I went from saying yes to having my eggs harvested, to starting the injections, within 24 hours.
It almost happened so fast I didn't have time to think about it, which was probably a good thing.
If you have ever gone through the IVF process, you will know it is all about timing.
What injections you give yourself at what time, how many you need to do.
Going for blood tests and ultrasounds every two days to ensure you are on track and your follicles are developing as they should.
Then the timing of that last needle before you have to go in to get your eggs removed and harvested.
It was quite a hard time, not only with Jason being away but because I was giving myself these hormones and still taking my pain medication which made me feel like I was on an emotional roller coaster ride where my moods were up and down and all over the place.
Definitely not the head space you want to be in at a time like this, but I would never want to have regrets, so I knew IVF was the right thing to do.
I began to get quite frustrated because this was not a decision I thought I would have to make and here I was undergoing fertility treatment at a time in my life when I didn't even want children.
I wasn't in the head space to consider a family and knew it was something we didn't want for quite some time, so it was a very different experience compared to someone who has IVF because they WANT a baby.
It is hard to explain but I almost didn't feel like I had a choice.
The week went by surprisingly fast and it was time for me to go in to harvest. I know a few people who have undergone IVF and on average they had got about 5-6 eggs so I was hopeful it would be the same for me.
I was beyond devastated and I tried to hold back tears, as I watched the procedure and saw them only able to retrieve two eggs.
My Mum held my hand and told me not to be sad and that I had two good, 32 year old eggs.
They wheeled me back into the next room where I could get changed in a one of the cubicles separated by curtains.
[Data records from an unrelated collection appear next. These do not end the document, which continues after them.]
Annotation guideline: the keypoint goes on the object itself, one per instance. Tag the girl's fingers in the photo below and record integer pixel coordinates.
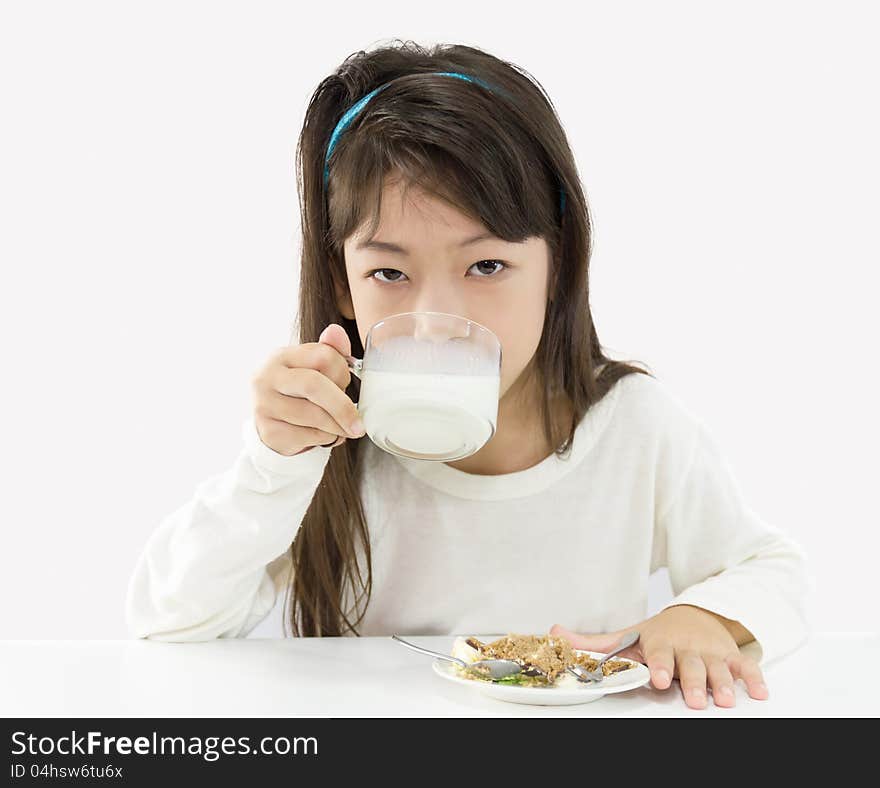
(721, 682)
(661, 663)
(300, 413)
(747, 669)
(692, 676)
When I heard the girl in the cubicle next to me say they retrieved eight eggs I broke down.
I felt so defeated and disappointed.
What was wrong with me?
Why couldn't I at least have 5 eggs like everyone else I knew.
The fertility counsellor came in to see me and said it was very normal to feel these emotions and that even though I was sad given everything my body had gone through, I was lucky to even get two.
I hadn't thought about it like that, but in that moment nothing anyone said or did was going to make me feel better about my two eggs.
I headed home still feeling down and just had a quiet night.
I had my first appointment with my oncologist in a couple of days so I tried to busy myself until that time came."